NE and DA show inverted-U dose-response curves on delay-related activity in a monkey performing the ODR task. A. Optimal levels of NE enhance delay-related activity for the preferred direction via alpha-2A adrenoceptors, while excessive levels suppress firing via alpha-1 and beta-1 adrenoceptors (Birnbaum et al., 2004; Wang et al., 2007). B. Optimal levels of DA enhance spatial tuning by suppressing delay-related firing for the non-preferred direction, while excessive levels suppress firing for both preferred and non-preferred stimuli (Vijayraghavan et al., 2007).

Figure 4

During exposure to uncontrollable stress, high levels of NE and DA release initiate intracellular signaling events that increase potassium currents (I_H, I_M and I_SK), and decrease depolarizing currents (I_CAN, also called I_TRPC). This cascade leads to a collapse in PFC network firing and a loss of PFC regulation of behavior. Many of these signaling events appear to have feed-forward interactions, e.g. whereby cAMP facilitates IP₃ receptor signaling and vice versa, thus providing the opportunity for rapid changes in cellular physiology. In such a situation, rational control of behavior goes to “hell in a handbasket,” and is replaced by instinctual reactions mediated by subcortical regions such as the amygdala, which are strengthened rather than weakened by PKA and PKC signaling. However, there are signaling pathways in the PFC that serve as “molecular brakes” to inhibit these stress-induced pathways, e.g. DISC1, RGS4 and DGK. Intriguingly, these molecules are often genetically altered in mental illness. Many treatments for psychiatric disorders inhibit these stress responses, e.g. prazosin and atypical antipsychotics block alpha-1 adrenoceptors, while the bipolar agents, lithium and valproate, reduce PKC signaling.

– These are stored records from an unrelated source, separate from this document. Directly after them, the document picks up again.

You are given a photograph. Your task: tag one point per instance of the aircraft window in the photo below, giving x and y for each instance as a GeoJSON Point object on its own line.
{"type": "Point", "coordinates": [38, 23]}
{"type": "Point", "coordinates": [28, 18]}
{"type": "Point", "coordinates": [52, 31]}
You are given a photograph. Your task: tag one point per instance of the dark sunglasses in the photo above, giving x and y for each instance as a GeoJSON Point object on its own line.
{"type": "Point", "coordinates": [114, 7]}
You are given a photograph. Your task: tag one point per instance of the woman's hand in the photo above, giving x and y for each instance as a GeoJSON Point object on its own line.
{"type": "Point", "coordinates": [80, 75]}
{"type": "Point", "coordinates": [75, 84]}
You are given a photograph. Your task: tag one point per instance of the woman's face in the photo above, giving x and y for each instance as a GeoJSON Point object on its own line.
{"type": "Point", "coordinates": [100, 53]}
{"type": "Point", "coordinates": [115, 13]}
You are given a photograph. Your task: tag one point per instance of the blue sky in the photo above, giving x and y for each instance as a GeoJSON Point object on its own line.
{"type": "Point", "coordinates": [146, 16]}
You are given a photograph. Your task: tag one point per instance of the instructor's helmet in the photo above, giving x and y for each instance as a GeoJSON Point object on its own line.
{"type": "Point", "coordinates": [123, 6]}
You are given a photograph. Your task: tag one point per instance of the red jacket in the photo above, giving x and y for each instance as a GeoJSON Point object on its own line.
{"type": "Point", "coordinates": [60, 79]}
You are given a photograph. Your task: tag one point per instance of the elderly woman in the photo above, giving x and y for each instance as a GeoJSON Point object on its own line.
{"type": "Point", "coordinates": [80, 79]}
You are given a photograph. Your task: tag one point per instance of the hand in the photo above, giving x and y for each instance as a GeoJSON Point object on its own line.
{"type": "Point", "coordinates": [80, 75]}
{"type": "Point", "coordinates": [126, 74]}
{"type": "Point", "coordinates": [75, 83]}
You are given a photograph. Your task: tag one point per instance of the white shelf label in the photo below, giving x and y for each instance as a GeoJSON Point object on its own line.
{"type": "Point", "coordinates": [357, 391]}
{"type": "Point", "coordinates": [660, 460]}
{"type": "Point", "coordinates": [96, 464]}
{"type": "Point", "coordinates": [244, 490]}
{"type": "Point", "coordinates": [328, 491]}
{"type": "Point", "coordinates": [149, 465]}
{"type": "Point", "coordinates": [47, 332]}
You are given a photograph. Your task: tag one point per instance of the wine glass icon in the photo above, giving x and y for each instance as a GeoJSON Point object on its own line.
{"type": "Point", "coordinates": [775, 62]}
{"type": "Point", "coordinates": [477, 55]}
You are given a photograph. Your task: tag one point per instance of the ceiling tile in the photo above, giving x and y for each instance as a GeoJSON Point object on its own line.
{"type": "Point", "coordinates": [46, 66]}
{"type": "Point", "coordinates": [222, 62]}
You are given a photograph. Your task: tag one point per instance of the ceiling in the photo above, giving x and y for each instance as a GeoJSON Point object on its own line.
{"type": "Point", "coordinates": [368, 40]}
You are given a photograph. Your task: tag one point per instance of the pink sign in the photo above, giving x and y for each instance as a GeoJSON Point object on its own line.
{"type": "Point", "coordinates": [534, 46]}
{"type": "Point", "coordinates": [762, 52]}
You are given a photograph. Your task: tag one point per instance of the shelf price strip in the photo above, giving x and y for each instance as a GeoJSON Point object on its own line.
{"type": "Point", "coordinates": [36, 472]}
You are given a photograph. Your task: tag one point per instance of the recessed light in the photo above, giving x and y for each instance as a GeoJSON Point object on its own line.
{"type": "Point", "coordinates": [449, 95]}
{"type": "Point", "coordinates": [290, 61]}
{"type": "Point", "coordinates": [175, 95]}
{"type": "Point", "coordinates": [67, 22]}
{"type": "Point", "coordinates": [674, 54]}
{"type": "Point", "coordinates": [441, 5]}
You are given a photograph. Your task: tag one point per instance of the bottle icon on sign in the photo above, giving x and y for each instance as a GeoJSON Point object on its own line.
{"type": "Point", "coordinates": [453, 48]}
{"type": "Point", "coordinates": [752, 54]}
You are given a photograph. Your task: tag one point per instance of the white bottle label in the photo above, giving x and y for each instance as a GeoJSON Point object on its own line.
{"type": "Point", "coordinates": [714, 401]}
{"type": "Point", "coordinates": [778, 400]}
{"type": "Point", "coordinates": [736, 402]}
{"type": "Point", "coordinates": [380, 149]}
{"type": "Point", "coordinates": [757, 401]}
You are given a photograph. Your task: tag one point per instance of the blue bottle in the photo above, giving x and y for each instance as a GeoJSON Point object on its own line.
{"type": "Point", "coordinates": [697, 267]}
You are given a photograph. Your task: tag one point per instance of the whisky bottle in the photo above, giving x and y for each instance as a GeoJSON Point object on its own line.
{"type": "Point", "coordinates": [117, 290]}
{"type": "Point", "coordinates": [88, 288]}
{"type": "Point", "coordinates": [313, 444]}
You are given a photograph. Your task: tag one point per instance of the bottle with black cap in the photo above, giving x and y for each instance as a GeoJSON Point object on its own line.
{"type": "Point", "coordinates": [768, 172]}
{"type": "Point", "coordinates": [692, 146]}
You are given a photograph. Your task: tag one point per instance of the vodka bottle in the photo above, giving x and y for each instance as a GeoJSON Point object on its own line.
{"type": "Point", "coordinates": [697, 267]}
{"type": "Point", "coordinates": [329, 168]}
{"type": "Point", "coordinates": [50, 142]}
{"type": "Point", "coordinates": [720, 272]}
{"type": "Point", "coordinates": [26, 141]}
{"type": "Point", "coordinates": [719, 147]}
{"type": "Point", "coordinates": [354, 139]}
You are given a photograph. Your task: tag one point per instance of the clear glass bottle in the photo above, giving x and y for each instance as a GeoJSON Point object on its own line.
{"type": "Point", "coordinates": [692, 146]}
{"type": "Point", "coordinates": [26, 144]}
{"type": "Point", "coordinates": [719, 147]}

These treatments may restore a more optimal signaling environment in the PFC. Abbreviations: AC: adenylyl cyclase; cAMP: cyclic adenosine monophosphate; DA: dopamine; DAG: diacylglycerol; DGKH: DAG kinase-η; DISC1: Disrupted In Schizophrenia 1; I_H: h-current mediated by hyperpolarization-activated cyclic nucleotide gated cation (HCN) channels; I_M: M-current mediated by KCNQ channels; IP₃: inositol triphosphate; I_SK: current mediated by small-conductance calcium-activated potassium (SK) channels; I_TRPC: current mediated by canonical transient receptor potential channels (TRPC); NE: norepinephrine; PDE4: phosphodiesterase 4; PFC: prefrontal cortex; PKA: protein kinase A; PKC: protein kinase C; PLC: phopholipase C; RGS4: Regulator of G-protein Signaling 4.